Another important thing to keep in mind is that an export can be fairly large. If you write a program that reads a file in this format and you care about handling directories with several million files, make sure to optimize for that. For example, prefer the use of a stream-based JSON parser over a JSON library that reads the entire file in a single generic data structure, and only keep the minimum amount of data that you care about in memory.

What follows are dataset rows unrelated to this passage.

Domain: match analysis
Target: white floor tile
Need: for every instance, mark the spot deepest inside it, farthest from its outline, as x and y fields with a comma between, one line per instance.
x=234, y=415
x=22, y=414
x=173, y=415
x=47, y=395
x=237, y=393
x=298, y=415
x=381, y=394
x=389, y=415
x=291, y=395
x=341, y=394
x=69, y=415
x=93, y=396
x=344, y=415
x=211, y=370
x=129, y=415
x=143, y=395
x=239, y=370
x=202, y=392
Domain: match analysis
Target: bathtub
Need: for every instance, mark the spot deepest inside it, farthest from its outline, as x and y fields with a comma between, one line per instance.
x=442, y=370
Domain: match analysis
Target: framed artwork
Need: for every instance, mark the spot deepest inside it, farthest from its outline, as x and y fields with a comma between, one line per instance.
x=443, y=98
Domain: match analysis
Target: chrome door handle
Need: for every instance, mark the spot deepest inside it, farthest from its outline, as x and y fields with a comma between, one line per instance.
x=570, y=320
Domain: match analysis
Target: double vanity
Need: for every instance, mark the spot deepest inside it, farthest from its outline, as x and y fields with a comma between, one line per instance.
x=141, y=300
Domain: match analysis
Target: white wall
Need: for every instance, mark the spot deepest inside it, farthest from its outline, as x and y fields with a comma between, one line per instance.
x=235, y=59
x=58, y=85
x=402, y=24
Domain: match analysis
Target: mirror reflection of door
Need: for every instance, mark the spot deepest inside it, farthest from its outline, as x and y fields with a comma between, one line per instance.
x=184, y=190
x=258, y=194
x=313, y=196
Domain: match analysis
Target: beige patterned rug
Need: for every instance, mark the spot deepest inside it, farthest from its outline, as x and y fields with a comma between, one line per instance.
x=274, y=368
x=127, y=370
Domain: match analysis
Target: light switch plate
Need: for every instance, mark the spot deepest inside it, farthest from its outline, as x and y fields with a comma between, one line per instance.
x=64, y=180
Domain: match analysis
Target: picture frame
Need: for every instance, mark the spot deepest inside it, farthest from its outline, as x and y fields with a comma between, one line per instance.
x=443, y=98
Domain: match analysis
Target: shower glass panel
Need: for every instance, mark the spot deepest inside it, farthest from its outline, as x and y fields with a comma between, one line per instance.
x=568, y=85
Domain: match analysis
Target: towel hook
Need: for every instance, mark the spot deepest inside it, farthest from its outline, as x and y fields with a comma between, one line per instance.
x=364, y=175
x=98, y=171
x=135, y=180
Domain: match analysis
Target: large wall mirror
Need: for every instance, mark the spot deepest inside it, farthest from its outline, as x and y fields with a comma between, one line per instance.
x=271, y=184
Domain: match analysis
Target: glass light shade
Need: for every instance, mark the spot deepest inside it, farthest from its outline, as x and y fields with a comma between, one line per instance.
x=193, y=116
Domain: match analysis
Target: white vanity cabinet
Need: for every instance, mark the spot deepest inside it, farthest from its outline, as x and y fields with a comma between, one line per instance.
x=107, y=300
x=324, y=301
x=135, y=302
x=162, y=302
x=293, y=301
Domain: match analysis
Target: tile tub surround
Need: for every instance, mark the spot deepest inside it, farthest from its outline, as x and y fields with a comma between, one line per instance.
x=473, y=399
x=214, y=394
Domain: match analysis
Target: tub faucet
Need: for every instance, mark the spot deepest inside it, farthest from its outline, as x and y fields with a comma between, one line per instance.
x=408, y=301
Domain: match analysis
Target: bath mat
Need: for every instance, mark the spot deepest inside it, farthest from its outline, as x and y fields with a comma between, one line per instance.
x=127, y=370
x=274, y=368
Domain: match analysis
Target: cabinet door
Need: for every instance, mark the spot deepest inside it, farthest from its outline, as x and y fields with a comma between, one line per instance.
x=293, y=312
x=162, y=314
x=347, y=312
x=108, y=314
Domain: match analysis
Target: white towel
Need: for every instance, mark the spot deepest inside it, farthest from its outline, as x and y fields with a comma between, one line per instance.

BUG#245: Ncdu versions before 1.21 or 2.7 did not correctly read escaped UTF-16 surrogate pairs. For portability with these versions, unicode points above U+FFFF should be encoded as UTF-8 instead. Ncdu itself never outputs UTF-16 surrogate pairs.
Example Export
Here’s a simple example export that displays the basic structure of the format.
[
1,
0,
{
"progname" : "ncdu",
"progver" : "1.9",
"timestamp" : 1354477149
},
[
{ "name" : "/media/harddrive",
"dsize" : 4096,
"asize" : 422,
"dev" : 39123423,
"ino" : 29342345
},
{ "name" : "SomeFile",
"dsize" : 32768,
"asize" : 32414,
"ino" : 91245479284
},
[
{ "name" : "EmptyDir",
"dsize" : 4096,
"asize" : 10,
"ino" : 3924
}
]
]
]
The directory described above has the following structure:
/media/harddrive
├── SomeFile
└── EmptyDir